Species of succulent

Haworthiopsis pungens, formerly Haworthia pungens, is a species of flowering succulent plant from the Eastern Cape Province, South Africa.

==Description==
A proliferous, caulescent succulent, with sharp smooth dark green leaves, that grow in five (and occasionally three) rows.
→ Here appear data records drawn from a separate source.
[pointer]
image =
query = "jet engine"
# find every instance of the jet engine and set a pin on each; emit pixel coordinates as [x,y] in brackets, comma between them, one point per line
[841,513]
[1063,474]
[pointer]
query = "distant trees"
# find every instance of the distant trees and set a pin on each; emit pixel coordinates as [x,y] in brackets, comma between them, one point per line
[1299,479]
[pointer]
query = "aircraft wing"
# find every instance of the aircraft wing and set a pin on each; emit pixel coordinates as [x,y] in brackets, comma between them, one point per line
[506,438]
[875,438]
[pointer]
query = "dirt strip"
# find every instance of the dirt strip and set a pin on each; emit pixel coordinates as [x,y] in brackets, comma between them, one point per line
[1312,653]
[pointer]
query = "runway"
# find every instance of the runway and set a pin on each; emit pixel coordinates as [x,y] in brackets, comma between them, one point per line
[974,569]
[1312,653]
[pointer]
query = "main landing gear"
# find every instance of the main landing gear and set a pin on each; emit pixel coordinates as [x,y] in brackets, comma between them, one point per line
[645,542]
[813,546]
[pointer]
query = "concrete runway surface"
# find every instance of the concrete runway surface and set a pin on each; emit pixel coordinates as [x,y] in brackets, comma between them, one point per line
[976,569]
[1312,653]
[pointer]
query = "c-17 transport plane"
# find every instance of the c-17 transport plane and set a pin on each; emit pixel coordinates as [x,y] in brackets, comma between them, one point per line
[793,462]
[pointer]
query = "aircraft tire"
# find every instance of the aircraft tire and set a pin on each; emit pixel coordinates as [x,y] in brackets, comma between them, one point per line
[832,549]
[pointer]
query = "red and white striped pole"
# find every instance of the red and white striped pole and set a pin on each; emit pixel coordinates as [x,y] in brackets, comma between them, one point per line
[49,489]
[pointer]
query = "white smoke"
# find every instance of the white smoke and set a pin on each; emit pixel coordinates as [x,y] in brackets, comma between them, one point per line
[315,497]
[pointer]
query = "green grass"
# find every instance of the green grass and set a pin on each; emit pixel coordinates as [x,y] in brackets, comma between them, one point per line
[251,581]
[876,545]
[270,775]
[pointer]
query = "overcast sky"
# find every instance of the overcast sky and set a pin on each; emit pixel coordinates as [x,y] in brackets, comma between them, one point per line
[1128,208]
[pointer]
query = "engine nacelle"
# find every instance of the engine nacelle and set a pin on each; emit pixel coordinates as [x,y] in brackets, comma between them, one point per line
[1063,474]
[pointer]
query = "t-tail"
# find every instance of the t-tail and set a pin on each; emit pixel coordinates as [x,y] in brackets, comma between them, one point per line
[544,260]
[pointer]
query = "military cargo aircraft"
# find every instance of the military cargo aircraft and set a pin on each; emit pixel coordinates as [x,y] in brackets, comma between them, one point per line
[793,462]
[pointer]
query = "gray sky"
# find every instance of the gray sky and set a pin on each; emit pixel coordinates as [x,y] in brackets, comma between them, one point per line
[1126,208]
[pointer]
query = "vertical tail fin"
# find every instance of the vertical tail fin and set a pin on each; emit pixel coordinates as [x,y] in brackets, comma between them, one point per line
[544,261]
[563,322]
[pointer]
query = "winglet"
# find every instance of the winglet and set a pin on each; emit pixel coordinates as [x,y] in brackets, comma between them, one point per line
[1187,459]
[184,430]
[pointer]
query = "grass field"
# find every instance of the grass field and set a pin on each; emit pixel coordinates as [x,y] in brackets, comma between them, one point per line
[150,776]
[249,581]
It forms spreading clumps.
In its appearance it most resembles Astroloba rubriflora or Haworthiopsis viscosa (although the leaves of H. pungens are smooth and the plants are less upright in form).

The species name "pungens" means "sharp-pointed", and refers to the leaf-shape.

==Taxonomy==
The species was formerly placed in Haworthia subgenus Hexangulares. Phylogenetic studies have demonstrated that subgenus Hexangulares is actually relatively unrelated to other haworthias (being more closely related to Gasteria). The species was therefore moved to Haworthiopsis.

==Distribution==
This vulnerable species occurs in two localities within a small area in Langkloof, near Joubertina, in the Eastern Cape Province, South Africa. Here it grows on rocky conglomerate west-facing slopes in fynbos vegetation.